And I bet it smells better than real 'quench' oil.. I actually ran a rotary furnace and a Gleason quenching die press- I know the Gleason was of 1942 vintage (I was running it in 2008..) and leaked at least a 55 gal drum of hydraulic oil a week into the quench tank so the smoke that came out of that die every quench was pretty sickening to say the least..

:cheers:

Bingo....

I hated the stench of new motor oil, new ATF, and every other quench oil I tried untill used cannola oil for free was tried.

At the time mainly I was making blades for knives, darts head for atlatals, and lance like spears.

These were made mostly of old files and horse shoe rasps, and I found this oil much better suited to my nose, and still flash resistant.

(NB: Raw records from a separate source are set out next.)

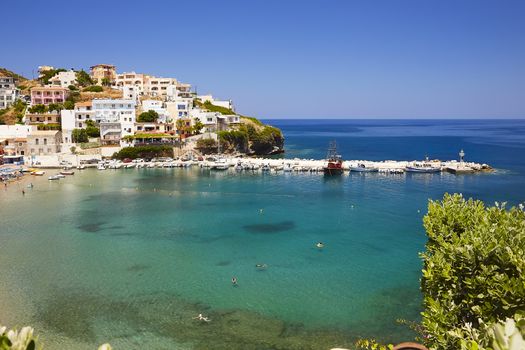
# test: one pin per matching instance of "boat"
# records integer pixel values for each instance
(335, 163)
(220, 164)
(422, 168)
(364, 169)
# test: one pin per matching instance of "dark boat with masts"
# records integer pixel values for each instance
(335, 163)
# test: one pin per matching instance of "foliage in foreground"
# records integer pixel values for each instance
(24, 340)
(474, 272)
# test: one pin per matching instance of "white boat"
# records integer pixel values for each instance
(423, 168)
(220, 164)
(362, 168)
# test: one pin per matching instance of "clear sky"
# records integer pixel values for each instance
(294, 59)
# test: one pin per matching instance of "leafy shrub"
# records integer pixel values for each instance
(474, 271)
(79, 136)
(207, 146)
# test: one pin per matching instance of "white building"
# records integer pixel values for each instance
(64, 79)
(221, 103)
(8, 91)
(157, 106)
(145, 84)
(113, 112)
(214, 121)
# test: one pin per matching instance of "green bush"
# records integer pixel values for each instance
(49, 127)
(207, 146)
(94, 88)
(474, 271)
(79, 135)
(148, 117)
(234, 140)
(83, 79)
(38, 109)
(144, 152)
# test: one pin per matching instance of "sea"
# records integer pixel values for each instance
(131, 257)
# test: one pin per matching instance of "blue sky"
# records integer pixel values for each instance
(295, 59)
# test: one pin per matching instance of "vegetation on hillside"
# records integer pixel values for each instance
(148, 117)
(474, 272)
(13, 114)
(48, 74)
(8, 73)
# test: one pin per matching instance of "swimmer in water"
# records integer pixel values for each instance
(200, 317)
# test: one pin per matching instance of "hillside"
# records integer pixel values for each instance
(251, 136)
(7, 72)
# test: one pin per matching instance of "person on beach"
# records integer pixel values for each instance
(200, 317)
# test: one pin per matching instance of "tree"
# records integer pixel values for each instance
(55, 107)
(207, 146)
(69, 105)
(79, 135)
(38, 109)
(83, 79)
(48, 74)
(93, 88)
(148, 117)
(197, 126)
(92, 129)
(473, 275)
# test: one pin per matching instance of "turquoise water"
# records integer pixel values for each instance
(130, 256)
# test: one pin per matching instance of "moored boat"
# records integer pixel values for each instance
(335, 163)
(362, 168)
(422, 168)
(220, 164)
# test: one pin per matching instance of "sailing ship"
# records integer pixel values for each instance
(335, 163)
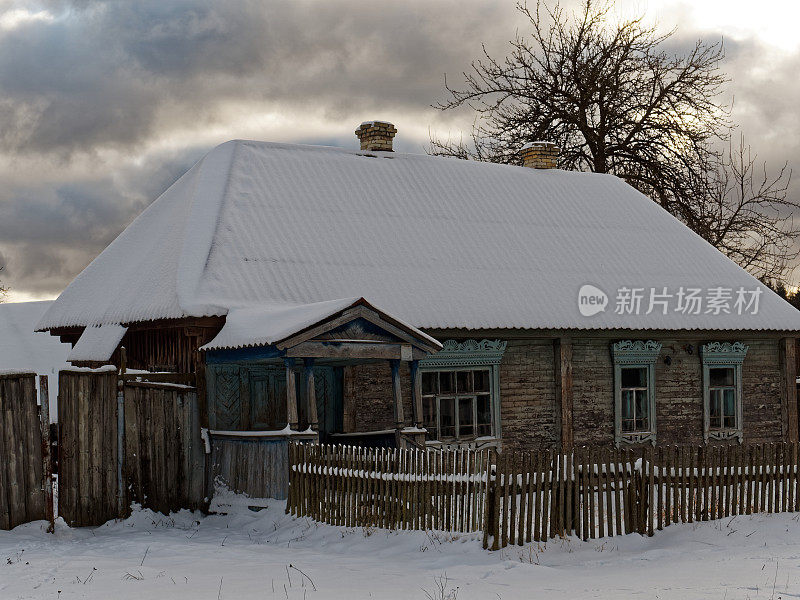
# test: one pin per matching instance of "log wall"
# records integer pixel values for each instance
(163, 461)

If you try it still have a quench box cover for in the event of a flash fire. It pretty much takes a horse shoe rasp to flash, but it can happen.

I did want to eat clams a lot back then :)
 
...and my wife wonders why I read AS.

"Honey, we're discussing Roman history and the drug culture of the 60's and 70's."

Who knew?? :)

deadhorse.jpg
 
bar oil

Maybe a guy could mix some lucas oil stabilizer with some cheap 30wt or 40wt oil to get it tacky enough? And some kerosene or diesel to thin it out enough?
 
Your honour - I rest my case.

What case are you resting, you have no case. You say that people suddenly got dumbed down in the 60's and 70's, are you serious? Do you really think that lead just showed up then and started poisoning people? The topic of heavy metals was discussed as a by product of using used motor oil, do heavy metals never break down (rust)? And most wood cut in my neck of the woods finds itself in a fire sooner or later where the small amount of used oil, and heavy metals is burned off. God knew that there was going to be pollution and he put counter-measures in place to deal with it for example the natural filtration of rocks, sand, and sunlight.